Security
Security is not a feature you add at the end. It's a property of every decision you make: how you store a secret, how you validate input, how you configure a container, how you handle a dependency update. Most security incidents don't come from sophisticated attacks; they come from known vulnerabilities that nobody patched, secrets that leaked into git, or input that nobody validated. The automation exists. Use it.
Why this matters
A single leaked API key or unpatched dependency can compromise a client's data, trigger a breach notification, and damage trust that took years to build. S&P's value of Integrity means we take security seriously not because a compliance checklist demands it, but because our clients trust us with their systems and their users' data.
Security is also where Care shows up at scale. Every shortcut (hardcoded credentials, skipped dependency updates, disabled HTTPS in dev) creates a risk that someone else will pay for. The practices in this section make secure defaults the path of least resistance so that doing the right thing is easier than doing the wrong thing.
The standard
Secure coding fundamentals
These apply regardless of language or framework. They map to OWASP Top 10 categories and are the minimum bar for any S&P project.
Input validation
Validate all input at the system boundary (API endpoints, form submissions, webhook receivers, queue consumers. Use schema validation (Zod, class-validator, JSON Schema) rather than manual checks. Reject invalid input early and explicitly. For NestJS DTO validation patterns (class-validator, nested objects, global ValidationPipe), see Backend Reference) DTOs and input validation.
Never trust client input to determine authorization. A user sending { "role": "admin" } in a request body should have no effect. Authorization comes from the session/token, not the payload.
Output encoding
When rendering user-supplied content, encode output for the target context (HTML, URL, SQL, shell). Modern frameworks (React, Next.js) handle HTML encoding by default, but be aware of dangerouslySetInnerHTML, template literals in SQL queries, and string interpolation in shell commands.
Authentication and authorization
- Use established auth providers (Firebase Auth, Auth0, Supabase Auth) rather than rolling your own. Custom auth implementations are the single most common source of critical security bugs.
- Store sessions server-side or use signed, httpOnly, secure cookies. Never store tokens in localStorage, it's accessible to any script on the page (XSS vector).
- Implement authorization checks at the service layer, not just the controller. A missing auth check on one endpoint is an IDOR vulnerability.
- Use RBAC or ABAC (e.g., CASL) for permission management. Avoid hardcoded role checks scattered through the codebase.
Secrets management
- Secrets never go in code, config files, or environment variable defaults. Use a secrets manager (GCP Secret Manager, AWS Secrets Manager, HashiCorp Vault).

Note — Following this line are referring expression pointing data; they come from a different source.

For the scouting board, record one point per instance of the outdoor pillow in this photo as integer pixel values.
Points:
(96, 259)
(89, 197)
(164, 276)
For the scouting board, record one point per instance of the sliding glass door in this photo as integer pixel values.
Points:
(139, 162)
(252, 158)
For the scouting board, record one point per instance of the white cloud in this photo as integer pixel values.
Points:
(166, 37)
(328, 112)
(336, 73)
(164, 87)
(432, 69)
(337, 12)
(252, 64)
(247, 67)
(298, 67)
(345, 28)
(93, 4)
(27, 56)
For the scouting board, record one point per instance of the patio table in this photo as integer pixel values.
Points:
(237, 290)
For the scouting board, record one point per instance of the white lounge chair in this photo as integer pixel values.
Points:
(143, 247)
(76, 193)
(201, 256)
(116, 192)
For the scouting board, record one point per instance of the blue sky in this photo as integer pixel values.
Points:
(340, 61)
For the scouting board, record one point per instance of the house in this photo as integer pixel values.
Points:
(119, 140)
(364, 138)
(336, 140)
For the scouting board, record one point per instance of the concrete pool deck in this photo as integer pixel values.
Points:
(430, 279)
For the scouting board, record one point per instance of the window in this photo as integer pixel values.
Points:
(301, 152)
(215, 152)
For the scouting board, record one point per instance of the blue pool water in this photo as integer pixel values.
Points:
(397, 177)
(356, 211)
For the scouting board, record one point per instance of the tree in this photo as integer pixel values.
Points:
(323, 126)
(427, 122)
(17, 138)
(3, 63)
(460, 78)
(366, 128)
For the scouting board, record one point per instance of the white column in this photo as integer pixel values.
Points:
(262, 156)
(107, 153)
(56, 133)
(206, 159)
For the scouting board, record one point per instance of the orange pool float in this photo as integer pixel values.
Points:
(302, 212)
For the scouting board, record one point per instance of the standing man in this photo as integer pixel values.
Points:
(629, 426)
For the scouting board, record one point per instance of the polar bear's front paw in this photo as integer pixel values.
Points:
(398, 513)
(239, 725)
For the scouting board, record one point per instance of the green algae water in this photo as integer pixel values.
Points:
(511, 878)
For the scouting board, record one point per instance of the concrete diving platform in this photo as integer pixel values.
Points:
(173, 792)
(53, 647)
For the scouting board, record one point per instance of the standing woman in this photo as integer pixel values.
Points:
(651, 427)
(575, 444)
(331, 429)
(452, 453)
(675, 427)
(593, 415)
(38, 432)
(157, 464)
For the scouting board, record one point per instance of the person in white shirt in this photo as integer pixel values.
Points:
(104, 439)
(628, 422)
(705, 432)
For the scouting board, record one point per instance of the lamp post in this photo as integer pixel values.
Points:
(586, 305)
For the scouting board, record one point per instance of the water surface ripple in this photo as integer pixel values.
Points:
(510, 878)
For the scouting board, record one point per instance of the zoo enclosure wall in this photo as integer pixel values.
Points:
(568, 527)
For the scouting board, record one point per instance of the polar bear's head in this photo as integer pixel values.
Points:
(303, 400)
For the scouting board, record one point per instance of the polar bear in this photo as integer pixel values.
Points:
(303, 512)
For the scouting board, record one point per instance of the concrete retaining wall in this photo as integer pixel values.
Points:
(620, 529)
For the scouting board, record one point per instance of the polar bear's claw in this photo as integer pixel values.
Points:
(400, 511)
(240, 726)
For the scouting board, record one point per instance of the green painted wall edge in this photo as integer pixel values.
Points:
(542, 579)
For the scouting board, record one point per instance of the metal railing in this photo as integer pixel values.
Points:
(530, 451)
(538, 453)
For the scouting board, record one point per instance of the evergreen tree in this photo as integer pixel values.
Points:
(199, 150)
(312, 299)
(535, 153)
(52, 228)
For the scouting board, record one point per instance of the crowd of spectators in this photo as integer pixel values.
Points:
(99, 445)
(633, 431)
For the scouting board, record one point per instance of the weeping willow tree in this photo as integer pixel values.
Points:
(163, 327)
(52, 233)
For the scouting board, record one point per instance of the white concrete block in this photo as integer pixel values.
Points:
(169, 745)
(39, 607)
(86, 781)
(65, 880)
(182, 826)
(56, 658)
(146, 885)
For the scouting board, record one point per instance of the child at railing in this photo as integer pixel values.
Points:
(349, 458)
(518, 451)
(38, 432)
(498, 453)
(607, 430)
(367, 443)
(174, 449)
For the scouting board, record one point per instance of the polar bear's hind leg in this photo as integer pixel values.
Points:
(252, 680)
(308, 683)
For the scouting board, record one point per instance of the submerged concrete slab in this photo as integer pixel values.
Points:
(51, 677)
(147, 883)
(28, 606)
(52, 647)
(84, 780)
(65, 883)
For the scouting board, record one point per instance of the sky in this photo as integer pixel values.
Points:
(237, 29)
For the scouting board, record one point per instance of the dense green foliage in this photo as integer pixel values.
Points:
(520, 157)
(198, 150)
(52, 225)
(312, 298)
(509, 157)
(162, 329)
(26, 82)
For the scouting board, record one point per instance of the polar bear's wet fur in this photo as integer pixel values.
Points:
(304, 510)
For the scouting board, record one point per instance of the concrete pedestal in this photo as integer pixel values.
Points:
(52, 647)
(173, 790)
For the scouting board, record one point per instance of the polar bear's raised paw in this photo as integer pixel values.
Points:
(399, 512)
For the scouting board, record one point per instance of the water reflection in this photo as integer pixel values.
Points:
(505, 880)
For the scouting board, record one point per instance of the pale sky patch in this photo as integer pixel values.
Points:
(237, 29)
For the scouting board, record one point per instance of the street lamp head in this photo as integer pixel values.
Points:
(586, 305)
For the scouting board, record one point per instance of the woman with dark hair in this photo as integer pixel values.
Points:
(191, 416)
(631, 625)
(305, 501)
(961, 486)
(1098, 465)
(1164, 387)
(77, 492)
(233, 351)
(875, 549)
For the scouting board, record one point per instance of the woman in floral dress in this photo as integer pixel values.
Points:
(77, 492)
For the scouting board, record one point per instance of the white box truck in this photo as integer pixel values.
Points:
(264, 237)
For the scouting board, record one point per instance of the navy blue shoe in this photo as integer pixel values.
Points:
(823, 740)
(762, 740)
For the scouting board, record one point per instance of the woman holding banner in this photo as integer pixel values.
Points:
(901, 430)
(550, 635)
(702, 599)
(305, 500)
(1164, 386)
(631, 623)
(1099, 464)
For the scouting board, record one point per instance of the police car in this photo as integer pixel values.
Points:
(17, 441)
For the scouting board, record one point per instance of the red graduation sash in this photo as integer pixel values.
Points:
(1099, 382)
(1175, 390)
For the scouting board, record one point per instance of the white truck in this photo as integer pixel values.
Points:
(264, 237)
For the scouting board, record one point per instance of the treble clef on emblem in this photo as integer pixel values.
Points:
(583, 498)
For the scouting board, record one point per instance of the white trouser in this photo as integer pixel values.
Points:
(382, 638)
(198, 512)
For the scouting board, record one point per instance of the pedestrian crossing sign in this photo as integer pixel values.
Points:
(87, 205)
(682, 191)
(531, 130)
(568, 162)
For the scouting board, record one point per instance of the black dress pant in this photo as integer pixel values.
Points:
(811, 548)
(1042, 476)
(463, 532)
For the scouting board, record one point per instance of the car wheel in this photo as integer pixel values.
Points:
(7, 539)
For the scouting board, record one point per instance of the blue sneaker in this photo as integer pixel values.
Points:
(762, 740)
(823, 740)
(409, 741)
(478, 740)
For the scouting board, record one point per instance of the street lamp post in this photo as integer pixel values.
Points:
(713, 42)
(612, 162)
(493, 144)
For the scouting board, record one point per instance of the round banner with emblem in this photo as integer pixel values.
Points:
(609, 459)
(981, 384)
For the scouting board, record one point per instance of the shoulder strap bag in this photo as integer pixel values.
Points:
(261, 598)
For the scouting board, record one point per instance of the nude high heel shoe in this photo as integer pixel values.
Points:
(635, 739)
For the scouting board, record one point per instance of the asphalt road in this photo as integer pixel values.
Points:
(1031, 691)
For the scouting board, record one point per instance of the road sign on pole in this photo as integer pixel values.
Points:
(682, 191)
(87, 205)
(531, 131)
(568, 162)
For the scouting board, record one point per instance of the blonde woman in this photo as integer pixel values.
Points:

.envfiles are for local development only and must be in.gitignore. The.env.examplefile contains placeholder values, never real credentials.- Rotate credentials on a regular cadence and immediately after any suspected exposure.
- CI/CD pipelines fetch secrets at runtime from the secrets manager (see the S&P pipeline's
fetch_secretscommand). Never store secrets as plaintext CI environment variables.
Dependency hygiene
- Run
pnpm auditregularly. The CI pipeline does this automatically, but don't wait for CI to discover a vulnerability you could have caught locally. - Pin dependency versions (exact versions in
pnpm-lock.yaml, not floating ranges). Floating ranges mean your build can change without any code change. - Evaluate new dependencies before adding them. Check: maintenance status, download count, known vulnerabilities, license compatibility. Every dependency is an attack surface.
HTTP security headers
Every production deployment should set these headers. Most can be configured once in the reverse proxy or framework middleware:
| Header | Purpose |
|---|---|
Strict-Transport-Security | Force HTTPS (HSTS) |
Content-Security-Policy | Prevent XSS by restricting script sources |
X-Content-Type-Options: nosniff | Prevent MIME-type sniffing |
X-Frame-Options: DENY | Prevent clickjacking |
Referrer-Policy: strict-origin-when-cross-origin | Limit referrer leakage |
Permissions-Policy | Restrict browser feature access (camera, mic, geolocation) |
In NestJS, use helmet middleware. In Next.js, configure headers in next.config.js. Verify with securityheaders.com.
Rate limiting
Every API exposed to the internet needs rate limiting. Without it, credential stuffing, brute force, and API abuse are trivial to execute.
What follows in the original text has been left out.